Summary: An immensely guilty and intensely stressed Bill Gates is confronted/interviewed by people who grill him about competition crimes he committed; people need to see the tapes to understand just how far he'd go to lie, mislead, obfuscate, or turn aggressive on interrogators (because it's easier than answering simple questions honestly)
BILL GATES knows these tapes and remembers the deposition very well. Maybe not clearly enough to recall the questions, but it likely traumatised him a little. People don't forget such things. For years he fought hard to ensure it'll never happen again, so he created a fake 'charity' and hired lots of lobbyists (more than any other company, even oil giants). In the first part, second part, third part, and fourth part we saw an increasingly erratic man. Then, last night's publication of some transcripts showed the lying, the evasive answers/evasion tactics, the false denials etc. It didn't go well, did it? It's hard to lie when you're being presented with hard evidence refuting the lies... and right there on the spot.

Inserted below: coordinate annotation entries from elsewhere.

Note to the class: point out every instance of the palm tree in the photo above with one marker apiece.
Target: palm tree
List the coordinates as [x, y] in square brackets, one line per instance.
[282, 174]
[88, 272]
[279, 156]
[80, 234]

"It's hard to lie when you're being presented with hard evidence refuting the lies... and right there on the spot."Our interrogation (for lack of a better word) of this historic record won't end with the dozen parts (tapes). "In regards to IBM," an associate of ours recalled, "remember that the only reason Bill got a the MS-DOS monopoly was that IBM was being punished as a result of anti-trust violations. [See "IBM Signs A Deal With The Devil"] It had to choose either hardware or software and chose hardware. Bill's mom set them up with Tim Paterson's QDOS, giving Bill an instant monopoly. [See the recent article "How Bill Gates' mother influenced the success of Microsoft" or an older article from The Register, aptly entitled "Bill Gates, Harry Evans and the smearing of a computer legend" because they still try to distort history and smear past opponents who cannot defend themselves because they're dead.] Anti-trust had real teeth back then. It was little Bush that put an end to curbing monopoly abuse. Microsoft was about to get broken up. Also, in the 1980s, if you wanted to get anyone in IT hopping mad and cussing, all you had to do was mention IBM. Bill inherited all of their dirty tricks before refining them further and making new ones. One of the more frustrating ones was when IBM sales went two steps over your head to the boss' boss. The worst part about that was often enough to be profitable the boss' boss sided with IBM and the sale was closed at the expense of the employee(s) underneath. IIRC, the removal of anti-trust enforcement also affects Oracle. Larry Ellison bought InnoDB (the back-end) as a test [1, 2] after that to test the waters. When he found that he could do what he wanted with impunity, he did. Bill's antics fucked the industry badly and by extension the rest of the business world since it all runs on ICT now."